Society itself appears as a multitude of dominated others, not only criminals, but also students, patients, factory workers, soldiers, shoppers. Each of us is, and in a variety of ways, the subject of modern power. Correspondingly, there is no single centre of power, no privileged us against which a marginalised them is defined. Power is dispersed throughout society in a multitude of microcentres. This dispersion corresponds to the fact that there is no teleology, no dominating class or world historical process behind the development. Modern power is the chance outcome in the manner of genealogy of numerous small uncoordinated causes.
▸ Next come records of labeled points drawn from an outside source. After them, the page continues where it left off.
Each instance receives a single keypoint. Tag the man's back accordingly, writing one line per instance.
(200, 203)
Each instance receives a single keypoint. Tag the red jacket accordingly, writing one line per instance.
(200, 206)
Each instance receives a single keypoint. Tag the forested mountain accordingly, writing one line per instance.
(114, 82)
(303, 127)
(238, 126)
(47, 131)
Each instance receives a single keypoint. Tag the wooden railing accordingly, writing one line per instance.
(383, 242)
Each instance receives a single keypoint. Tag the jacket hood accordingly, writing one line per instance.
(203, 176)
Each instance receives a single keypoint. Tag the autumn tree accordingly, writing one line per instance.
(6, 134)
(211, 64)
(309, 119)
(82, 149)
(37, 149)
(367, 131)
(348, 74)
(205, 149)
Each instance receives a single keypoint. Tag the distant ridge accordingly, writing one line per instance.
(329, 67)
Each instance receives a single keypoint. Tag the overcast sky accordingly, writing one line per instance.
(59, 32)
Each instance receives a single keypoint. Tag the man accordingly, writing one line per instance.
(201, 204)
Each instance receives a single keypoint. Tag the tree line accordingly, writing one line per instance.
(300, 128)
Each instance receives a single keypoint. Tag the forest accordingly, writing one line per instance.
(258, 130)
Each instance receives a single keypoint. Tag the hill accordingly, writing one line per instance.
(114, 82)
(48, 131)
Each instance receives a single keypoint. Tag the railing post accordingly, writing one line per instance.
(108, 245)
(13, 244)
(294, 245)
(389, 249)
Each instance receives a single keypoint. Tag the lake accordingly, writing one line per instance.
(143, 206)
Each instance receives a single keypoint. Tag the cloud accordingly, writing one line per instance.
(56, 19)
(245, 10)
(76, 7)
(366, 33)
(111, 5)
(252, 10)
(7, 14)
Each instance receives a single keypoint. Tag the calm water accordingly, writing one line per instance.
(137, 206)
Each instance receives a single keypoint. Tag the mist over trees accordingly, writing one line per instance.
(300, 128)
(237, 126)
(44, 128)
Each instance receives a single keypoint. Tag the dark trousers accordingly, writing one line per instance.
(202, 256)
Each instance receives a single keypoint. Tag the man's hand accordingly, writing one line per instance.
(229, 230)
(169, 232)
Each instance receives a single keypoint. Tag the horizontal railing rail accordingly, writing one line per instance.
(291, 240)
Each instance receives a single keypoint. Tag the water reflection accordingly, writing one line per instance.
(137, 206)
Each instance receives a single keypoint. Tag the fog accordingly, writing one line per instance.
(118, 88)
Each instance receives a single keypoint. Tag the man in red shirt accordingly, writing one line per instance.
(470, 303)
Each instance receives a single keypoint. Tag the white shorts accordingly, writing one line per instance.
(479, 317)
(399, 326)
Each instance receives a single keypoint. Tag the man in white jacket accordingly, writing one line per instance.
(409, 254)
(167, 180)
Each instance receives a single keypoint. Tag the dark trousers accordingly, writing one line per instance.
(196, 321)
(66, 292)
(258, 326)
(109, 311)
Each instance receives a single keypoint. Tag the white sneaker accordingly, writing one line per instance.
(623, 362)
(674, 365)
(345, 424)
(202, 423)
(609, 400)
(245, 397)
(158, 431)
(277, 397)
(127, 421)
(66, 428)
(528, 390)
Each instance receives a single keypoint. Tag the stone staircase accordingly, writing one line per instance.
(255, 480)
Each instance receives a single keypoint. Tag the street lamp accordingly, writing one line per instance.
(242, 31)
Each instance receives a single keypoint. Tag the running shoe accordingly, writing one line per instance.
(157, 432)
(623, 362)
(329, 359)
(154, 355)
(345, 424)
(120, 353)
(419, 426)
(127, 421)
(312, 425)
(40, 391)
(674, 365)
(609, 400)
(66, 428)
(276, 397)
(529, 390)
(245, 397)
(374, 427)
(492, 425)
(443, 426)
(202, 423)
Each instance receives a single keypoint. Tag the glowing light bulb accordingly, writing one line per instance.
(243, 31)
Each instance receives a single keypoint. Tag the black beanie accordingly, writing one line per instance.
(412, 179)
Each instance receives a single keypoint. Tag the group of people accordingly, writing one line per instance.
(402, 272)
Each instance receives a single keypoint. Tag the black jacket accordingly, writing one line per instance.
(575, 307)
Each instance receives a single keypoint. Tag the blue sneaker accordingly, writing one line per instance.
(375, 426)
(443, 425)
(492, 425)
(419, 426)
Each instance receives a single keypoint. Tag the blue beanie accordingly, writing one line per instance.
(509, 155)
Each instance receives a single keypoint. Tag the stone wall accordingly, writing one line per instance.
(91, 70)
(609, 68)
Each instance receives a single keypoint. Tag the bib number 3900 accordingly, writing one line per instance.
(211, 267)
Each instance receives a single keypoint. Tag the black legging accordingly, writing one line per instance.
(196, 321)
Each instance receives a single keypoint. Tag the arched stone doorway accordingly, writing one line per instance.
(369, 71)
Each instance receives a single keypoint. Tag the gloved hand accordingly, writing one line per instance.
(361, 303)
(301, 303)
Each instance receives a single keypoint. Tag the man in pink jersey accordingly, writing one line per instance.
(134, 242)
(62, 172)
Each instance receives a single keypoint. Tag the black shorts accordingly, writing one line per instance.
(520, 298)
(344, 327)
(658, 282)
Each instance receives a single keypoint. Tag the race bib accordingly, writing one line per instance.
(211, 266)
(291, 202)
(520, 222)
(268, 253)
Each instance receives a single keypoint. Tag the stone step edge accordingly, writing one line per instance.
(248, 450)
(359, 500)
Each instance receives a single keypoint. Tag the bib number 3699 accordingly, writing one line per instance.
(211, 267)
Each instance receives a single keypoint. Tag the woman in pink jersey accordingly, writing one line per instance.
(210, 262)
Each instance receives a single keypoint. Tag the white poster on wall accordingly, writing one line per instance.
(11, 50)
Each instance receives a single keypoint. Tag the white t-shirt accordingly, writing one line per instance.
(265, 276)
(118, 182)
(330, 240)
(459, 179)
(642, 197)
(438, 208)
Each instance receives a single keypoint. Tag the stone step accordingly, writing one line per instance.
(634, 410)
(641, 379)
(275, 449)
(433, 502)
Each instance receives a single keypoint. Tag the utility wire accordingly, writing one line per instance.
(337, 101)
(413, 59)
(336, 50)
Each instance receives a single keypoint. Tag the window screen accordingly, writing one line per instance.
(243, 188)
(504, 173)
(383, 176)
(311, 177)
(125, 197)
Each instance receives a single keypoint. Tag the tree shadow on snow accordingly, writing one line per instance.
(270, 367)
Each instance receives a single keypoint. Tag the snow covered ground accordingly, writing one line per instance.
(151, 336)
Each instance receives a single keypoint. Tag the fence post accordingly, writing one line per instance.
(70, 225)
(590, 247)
On Foucault's reading, Baudelaire's modernity is an attitude that finds something eternally valuable in the present moment, while at the same time striving to transform it not by destroying it, but by grasping it in what it is.
Is Foucault a philosopher in the sense of Socrates drinking the hemlock, of Diogenes searching with his lamp, of Descartes meditating in his room? In our time, the paradigm is Kant, who established philosophy as an autonomous theoretical enterprise, not, as for the ancients, a life-guiding wisdom, nor, as for the medievals, a handmaid to theology, nor even, as for Descartes and other early moderns, as part of a new scientific account of the world. In Kant, at least as the author of his three great critiques, philosophy presents itself as an academic discipline alongside other disciplines such as physics and mathematics, with its own theoretical goals, methods, and domain of inquiry.